CANYOUHELP's picture

Agreed SM12, it is about the negativity, the ridiculous and unnecessary emotional struggle--that nobody deserves. Why participate in this?

It is wonderful your husband opened his eyes and realized who would always be in his camp until death you part. Happy to hear reality reared its head in your life.

Monchichi's picture

My husband can see and I am mostly disengaged. He chooses to blame BM, SF and half brother. He doesn't accept his and his parents roles in this mess. His son is also never to blame, it's always someone else fault.

CANYOUHELP's picture

Thank you Mon,

Nothing like finger pointing, rather than dealing with the real issues. I completely understand. I have no clue how to fix it, but I live it.

Monchichi's picture

Can, don't get too despondent. My husband for the first time parented his son this weekend. It is possible, doesn't mean he doesn't have excuses for why though.

CANYOUHELP's picture

Yeah Mon, so happy for you, because it is a marital break-through...

Wow, you and I are excited even when normal parenting happens-because for us it is a HUGE thing!

Hope things continue to improve, congrats!

sammigirl's picture

CANYOUHELP:  You have come so very far in your disengagement.  I follow your posts and try to keep up on the blogs here too.  I know you are on the high road and the more you stay with your boundaries, the easier it will get.  

It was myself that had to open my eyes.  My Skids were grown, when DH and I began our relationship.  It took me 30+ years to realize they had lead a completely different upbringing and life than I had.  It's almost like we were all from a different culture, which is exactly what it is, in my case.  

To this day, none of my grown skids, nor my DH say "thank you", "I'm sorry".   They are not compassionate people and are with absolutely no manners.  Sit down to a meal with them and I am astounded at their eating and social behavior.  They are negative and narcissist.  This was all learning and developmental issues long before I came into the picture.  

I've always had an open mind and never judged someone.  These people, including my DH never go thru a day without judging, gossiping, or a negative thought.  It amazes me.  

When I learned to ignore their life style and move forward with my own; instead of accepting it and living it with them, I became disengaged and retrieved my life and happiness.  My marriage is what it is, but not what I thought it was.  It is like, "I don't know this man I'm married to".   Now that he needs me, with his bad health, he is trying very hard to do better; but again this is only for his benefit, I am receiving absolutely nothing from him. 
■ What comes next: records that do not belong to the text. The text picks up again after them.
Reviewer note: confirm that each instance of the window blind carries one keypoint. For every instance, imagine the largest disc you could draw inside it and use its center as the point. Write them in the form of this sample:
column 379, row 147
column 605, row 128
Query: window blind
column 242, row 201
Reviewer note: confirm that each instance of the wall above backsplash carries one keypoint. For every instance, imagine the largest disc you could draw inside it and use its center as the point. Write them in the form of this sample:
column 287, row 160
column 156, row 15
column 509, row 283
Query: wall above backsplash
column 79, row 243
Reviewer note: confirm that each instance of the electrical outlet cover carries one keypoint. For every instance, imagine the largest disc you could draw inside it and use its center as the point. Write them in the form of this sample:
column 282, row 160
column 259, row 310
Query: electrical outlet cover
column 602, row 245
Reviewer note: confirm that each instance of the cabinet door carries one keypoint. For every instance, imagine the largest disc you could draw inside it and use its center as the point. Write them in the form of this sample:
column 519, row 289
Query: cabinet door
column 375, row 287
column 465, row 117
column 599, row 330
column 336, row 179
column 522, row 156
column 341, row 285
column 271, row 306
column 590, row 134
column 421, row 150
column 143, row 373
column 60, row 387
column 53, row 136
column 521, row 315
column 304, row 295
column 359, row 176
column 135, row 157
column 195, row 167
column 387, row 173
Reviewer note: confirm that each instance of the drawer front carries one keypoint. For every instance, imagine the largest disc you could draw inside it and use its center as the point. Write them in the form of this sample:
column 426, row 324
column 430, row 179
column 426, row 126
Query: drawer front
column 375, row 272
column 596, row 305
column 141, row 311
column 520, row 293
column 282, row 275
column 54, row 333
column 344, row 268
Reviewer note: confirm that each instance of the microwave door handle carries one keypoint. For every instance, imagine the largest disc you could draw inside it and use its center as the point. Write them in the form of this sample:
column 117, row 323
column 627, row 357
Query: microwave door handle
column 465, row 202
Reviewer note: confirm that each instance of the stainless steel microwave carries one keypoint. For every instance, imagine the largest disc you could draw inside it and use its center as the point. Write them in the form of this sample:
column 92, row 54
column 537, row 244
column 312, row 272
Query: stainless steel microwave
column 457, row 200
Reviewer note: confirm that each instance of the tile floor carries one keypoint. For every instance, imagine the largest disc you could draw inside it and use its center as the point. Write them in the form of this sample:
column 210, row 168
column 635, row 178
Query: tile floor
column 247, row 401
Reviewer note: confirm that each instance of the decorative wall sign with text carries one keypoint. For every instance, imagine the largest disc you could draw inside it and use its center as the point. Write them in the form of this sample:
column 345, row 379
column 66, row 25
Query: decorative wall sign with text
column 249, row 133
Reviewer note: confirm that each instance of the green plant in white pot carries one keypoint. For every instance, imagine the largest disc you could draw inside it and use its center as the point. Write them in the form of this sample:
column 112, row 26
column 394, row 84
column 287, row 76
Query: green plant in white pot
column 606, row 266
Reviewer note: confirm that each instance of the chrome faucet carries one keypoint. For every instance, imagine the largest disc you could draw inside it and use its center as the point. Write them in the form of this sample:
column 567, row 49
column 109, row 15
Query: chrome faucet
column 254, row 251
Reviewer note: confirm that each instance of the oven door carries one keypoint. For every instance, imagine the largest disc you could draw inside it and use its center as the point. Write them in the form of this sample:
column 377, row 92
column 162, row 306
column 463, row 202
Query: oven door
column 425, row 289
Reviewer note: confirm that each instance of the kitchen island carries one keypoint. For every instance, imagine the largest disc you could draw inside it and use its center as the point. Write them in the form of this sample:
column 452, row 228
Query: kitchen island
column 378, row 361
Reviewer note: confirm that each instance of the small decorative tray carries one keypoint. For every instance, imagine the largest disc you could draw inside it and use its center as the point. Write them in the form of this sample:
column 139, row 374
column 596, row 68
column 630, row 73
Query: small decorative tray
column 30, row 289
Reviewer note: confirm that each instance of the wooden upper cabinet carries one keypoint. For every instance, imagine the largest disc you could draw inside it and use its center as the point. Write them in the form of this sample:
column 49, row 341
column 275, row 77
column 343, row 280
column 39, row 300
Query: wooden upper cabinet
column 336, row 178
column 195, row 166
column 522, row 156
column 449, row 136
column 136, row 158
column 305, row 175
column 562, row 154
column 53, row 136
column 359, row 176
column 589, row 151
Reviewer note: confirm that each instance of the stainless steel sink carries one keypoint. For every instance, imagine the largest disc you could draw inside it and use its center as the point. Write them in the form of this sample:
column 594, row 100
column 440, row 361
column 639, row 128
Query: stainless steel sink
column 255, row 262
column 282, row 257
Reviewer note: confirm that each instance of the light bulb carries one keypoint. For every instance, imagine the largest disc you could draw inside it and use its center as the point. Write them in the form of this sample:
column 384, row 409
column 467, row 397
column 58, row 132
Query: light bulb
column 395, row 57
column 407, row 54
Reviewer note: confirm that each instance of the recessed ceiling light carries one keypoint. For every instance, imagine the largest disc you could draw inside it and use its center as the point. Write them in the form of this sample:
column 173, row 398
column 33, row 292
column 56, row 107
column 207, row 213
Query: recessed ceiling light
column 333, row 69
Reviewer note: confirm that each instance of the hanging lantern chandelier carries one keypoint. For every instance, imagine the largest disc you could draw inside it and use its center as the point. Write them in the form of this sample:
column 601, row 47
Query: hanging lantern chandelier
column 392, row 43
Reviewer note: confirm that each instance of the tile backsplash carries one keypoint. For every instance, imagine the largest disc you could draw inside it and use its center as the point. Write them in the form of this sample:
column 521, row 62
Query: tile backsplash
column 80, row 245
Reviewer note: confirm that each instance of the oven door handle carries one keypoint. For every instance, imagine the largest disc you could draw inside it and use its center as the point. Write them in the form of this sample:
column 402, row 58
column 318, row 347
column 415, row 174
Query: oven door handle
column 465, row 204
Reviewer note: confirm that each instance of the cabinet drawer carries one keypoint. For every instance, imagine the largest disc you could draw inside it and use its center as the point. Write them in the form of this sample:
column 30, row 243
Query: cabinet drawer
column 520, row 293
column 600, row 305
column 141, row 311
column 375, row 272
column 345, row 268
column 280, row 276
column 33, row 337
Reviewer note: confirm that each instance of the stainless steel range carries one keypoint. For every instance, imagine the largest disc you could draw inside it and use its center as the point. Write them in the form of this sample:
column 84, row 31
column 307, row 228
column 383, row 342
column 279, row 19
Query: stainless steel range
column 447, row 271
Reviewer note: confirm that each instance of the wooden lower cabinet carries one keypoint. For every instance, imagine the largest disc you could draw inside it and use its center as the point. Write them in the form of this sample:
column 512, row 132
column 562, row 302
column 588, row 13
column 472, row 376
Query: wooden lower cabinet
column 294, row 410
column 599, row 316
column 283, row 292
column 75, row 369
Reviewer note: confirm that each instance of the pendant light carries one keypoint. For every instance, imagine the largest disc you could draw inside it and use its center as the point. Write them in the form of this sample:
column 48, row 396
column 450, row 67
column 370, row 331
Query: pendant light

I have learned to move forward without this behavior and know that my DH will never see the light.  He knows, but he will never admit it nor change it.  I have always accepted people for their differences and the fact that everyone handles life differently and to the best of their knowledge.  I have put my skids and DH in this picture.  They are different, lived a different life than I have, and have different views.  

My only mistake, was accepting it for years and letting them drag me down; now I am standing straight again, but it is very difficult to love someone that you visioned to have your back and know that he never did.  Yes, it is what it is.  We either walk or make a silk purse out of a sows ear.  

You are doing fine.  The only suggestion I have; move forward and be the beautiful person that you are.